Expectations of success often have been more difficult to attain. Since Dodd’s retirement after the 1966 season, Tech has been in the AP preseason poll eight times, including 2010 and 2015. The Jackets have finished unranked in five of those seasons. They finished with a higher ranking than the initial projection once (2009).

Hence, Freeman’s presentation, prepared with the help of safety Corey Griffin, complete with charts and video clips. It was part of “Team Focus Time,” a series of informal team meetings that Freeman and others instituted last offseason.

“Every time we have a good season, we end up with a bad season,” wide receiver Ricky Jeune said. “So we’re trying to break that trend.”

To Jeune, simply having an awareness of the potential pitfall of complacency will help.

“Just knowing in the back of your mind, like, Hey, we’re not going out like that,” said Jeune, a senior. “We’re going to have a good season.”

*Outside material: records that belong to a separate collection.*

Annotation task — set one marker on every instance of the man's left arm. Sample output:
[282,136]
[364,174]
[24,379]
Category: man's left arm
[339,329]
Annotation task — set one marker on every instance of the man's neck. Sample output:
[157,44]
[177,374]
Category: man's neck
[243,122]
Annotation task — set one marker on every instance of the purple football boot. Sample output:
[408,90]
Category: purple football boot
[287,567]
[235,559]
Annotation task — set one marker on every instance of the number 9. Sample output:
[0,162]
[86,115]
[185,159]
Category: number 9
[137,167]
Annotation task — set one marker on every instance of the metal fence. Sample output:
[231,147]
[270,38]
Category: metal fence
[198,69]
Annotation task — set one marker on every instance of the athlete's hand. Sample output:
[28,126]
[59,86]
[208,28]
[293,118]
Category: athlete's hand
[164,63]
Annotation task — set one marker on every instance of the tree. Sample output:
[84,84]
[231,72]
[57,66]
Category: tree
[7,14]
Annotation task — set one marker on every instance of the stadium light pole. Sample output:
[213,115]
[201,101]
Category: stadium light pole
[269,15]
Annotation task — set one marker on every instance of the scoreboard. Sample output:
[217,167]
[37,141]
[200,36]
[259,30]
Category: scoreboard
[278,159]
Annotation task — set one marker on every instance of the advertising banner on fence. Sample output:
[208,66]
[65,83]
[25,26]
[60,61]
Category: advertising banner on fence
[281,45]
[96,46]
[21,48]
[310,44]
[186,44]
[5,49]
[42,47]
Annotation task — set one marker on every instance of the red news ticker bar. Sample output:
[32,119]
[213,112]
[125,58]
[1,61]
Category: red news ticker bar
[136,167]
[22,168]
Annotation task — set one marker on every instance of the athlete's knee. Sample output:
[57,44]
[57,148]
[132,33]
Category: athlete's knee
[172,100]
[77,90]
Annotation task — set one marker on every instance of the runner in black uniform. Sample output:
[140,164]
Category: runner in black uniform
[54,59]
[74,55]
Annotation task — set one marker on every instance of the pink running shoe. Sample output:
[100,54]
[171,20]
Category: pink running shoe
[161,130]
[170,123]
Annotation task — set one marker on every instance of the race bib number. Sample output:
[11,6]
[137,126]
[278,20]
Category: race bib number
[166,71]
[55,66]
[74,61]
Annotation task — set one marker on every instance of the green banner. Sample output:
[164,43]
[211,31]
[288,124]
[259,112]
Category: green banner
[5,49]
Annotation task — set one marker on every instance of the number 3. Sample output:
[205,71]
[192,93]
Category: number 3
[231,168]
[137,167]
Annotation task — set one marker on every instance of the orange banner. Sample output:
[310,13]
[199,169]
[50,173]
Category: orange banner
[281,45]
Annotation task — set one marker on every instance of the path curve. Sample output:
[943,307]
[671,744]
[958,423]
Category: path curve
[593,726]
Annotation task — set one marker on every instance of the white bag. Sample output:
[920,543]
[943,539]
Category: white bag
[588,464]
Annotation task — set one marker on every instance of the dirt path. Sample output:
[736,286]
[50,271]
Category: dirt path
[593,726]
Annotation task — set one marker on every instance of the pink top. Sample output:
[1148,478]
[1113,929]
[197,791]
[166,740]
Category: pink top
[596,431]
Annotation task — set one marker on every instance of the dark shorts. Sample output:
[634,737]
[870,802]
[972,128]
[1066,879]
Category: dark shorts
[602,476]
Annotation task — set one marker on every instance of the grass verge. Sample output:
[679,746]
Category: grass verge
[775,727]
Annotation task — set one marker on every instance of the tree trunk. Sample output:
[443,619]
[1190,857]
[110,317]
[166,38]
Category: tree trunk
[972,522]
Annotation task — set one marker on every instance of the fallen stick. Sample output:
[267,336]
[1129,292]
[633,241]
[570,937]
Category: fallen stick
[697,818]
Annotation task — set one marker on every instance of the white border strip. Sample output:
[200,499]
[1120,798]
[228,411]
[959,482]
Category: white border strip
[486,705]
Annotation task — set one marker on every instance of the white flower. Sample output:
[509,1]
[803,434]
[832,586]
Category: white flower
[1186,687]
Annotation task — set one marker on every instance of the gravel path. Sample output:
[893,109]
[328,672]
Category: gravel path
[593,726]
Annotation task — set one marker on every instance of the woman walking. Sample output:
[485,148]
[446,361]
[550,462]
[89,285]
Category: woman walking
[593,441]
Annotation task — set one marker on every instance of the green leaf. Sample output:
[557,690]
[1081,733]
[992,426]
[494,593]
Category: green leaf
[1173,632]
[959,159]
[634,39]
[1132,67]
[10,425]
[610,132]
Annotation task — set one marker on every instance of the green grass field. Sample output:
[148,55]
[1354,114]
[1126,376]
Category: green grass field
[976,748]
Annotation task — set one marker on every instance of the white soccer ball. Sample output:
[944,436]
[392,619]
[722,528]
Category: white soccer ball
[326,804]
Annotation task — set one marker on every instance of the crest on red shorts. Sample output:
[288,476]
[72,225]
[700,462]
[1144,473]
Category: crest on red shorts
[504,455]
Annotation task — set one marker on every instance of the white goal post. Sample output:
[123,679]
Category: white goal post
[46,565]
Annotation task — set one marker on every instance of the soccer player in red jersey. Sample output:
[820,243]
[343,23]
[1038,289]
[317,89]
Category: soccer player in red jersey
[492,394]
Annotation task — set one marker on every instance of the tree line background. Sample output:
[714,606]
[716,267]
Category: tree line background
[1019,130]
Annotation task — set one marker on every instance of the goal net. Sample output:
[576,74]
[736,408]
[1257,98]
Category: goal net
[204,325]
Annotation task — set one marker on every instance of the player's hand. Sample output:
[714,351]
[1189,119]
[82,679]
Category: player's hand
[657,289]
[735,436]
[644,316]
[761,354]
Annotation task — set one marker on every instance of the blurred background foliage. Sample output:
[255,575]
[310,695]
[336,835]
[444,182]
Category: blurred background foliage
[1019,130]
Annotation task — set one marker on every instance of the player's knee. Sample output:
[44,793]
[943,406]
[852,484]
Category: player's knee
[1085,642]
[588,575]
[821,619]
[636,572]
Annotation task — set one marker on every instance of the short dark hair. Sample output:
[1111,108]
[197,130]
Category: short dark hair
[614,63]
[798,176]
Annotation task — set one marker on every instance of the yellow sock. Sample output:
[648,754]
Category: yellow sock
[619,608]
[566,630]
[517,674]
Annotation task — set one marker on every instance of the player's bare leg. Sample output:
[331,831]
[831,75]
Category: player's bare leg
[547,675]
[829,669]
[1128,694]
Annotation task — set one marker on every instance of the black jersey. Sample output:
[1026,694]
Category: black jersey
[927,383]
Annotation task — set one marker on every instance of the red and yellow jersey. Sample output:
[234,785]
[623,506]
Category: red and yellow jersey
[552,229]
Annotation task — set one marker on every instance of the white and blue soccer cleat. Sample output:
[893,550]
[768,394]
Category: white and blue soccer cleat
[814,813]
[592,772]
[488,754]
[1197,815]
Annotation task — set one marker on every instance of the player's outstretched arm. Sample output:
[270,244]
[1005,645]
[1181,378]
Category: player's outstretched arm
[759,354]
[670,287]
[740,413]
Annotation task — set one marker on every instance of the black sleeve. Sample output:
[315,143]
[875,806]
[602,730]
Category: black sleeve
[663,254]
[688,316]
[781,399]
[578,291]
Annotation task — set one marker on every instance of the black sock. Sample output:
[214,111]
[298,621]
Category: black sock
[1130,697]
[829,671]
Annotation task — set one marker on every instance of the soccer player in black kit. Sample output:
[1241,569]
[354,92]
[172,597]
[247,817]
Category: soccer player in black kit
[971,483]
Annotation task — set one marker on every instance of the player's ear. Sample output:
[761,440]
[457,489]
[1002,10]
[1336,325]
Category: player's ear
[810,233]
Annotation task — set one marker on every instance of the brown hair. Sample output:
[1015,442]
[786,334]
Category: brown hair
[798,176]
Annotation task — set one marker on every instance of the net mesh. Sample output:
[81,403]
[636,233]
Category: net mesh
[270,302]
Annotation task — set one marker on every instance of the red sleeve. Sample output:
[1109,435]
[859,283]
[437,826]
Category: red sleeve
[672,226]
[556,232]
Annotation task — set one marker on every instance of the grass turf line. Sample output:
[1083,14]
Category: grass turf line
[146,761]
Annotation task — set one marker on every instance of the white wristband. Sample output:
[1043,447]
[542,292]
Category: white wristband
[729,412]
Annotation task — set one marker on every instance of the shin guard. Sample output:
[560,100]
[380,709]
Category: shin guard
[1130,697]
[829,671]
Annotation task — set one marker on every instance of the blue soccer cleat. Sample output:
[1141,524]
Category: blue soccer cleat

If it takes having a chip on their shoulder, the Jackets have them. They’ve lost three in a row to North Carolina and two consecutive to Clemson, Miami and Pittsburgh. For all the good feeling gained from last season, they still were only 4-4 in the ACC.

At the ACC Kickoff event, Freeman and Jeune both reported that the team has been put through highly intense summer workouts led by strength-and-conditioning coach John Sisk. A week ago, quarterback Matthew Jordan, who is on track to be ready for the start of preseason camp after a foot injury in spring practice, said the workouts this summer have been the hardest since he has been at Tech.

“He’s really turning it up,” said Jordan of Sisk.

Summer workouts, messages and awareness are a start. Truer indications of the Jackets’ willingness to put 2016 behind will come when camp starts in early August.

“It’s all about the commitment,” Johnson said. “What are you willing to be committed (to)? What you willing to give up to achieve those things?”